Scotland takes an early-years lead
Early years qualifications are starting to have a positive impact on the lives of Scottish children, according to a new report by the Scottish Social Services Council (SSSC).
The percentage of qualified workers in settings for children under the age of 5 has risen from just 55 per cent when the council's official register opened in 2006 to 89 per cent in 2013-14, the report says. The remaining 11 per cent of the workforce is currently working towards gaining qualifications.
The Scottish government now requires all practitioners and managers in early-years settings to belong to the SSSC's register, which they can join only if they hold a qualification or are working towards one.
The increase in qualified workers and scrutiny of early years and childcare services is "improving the lives and outcomes for children, families, communities and the economy", the report adds.
Anna Fowlie, chief executive of the SSSC, said: "Qualified workers lead to quality early years services. Scotland's early years workers deserve praise for their efforts to increase their knowledge, confidence and leadership skills but most importantly, for the difference they are making to children's lives."

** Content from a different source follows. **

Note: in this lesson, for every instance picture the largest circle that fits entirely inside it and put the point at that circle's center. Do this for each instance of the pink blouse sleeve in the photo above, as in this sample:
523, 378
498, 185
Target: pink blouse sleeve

The research also finds that the range of qualifications and resources developed by the SSSC is "starting to make a difference" to the way those in the workforce view themselves and their work. The impact also means that Scotland is now viewed as an international leader in the field of early years workforce development and education, the report says.
The SSSC is now looking forward to working with Iram Siraj-Blatchford, an academic from the University of London's Institute of Education, on her independent review of the early-years workforce, due to be published in the spring of next year.
The report was welcomed both by the Scottish government and the EIS teaching union, which has long fought for a legal acknowledgement from the government of the role that teachers registered with the General Teaching Council for Scotland (GTCS) play in early-years settings.
At its recent AGM in Perth, the union agreed a motion to call on the Scottish government to "legislate andor regulate for meaningful access to a GTCS-registered nursery teacher for all nursery pupils".
The SSSC's paper comes only months after the union lost a landmark case at the Court of Session, where it was challenging an earlier ruling that Glasgow City Council had no legal requirement to employ qualified nursery teachers in its nurseries.
Announcing the union's support for Professor Siraj-Blatchford's review in February, EIS general secretary Larry Flanagan said: "While recognising the important and valuable role played by all staff in nursery establishments, the EIS is firm in the belief that the continued involvement of teachers, as part of the pre-5 team, is essential to the delivery of quality educational experiences."
Welcoming the SSSC report this week, Mr Flanagan told TESS it was "confirmation that highly qualified staff make a difference in the pre-5 sector".
"We just make the point that in terms of the educational input in the pre-5 sector, a postgraduate qualification in teaching offers another dimension. The higher qualified the staff are, the better the outcome. That is why teachers who are beyond graduate level bring something even further."
Aileen Campbell, minister for children and young people, said the report showed that the increase in qualified childcare workers was "improving the lives and outcomes of children and highlights the positive impact the degree qualification is having in the sector".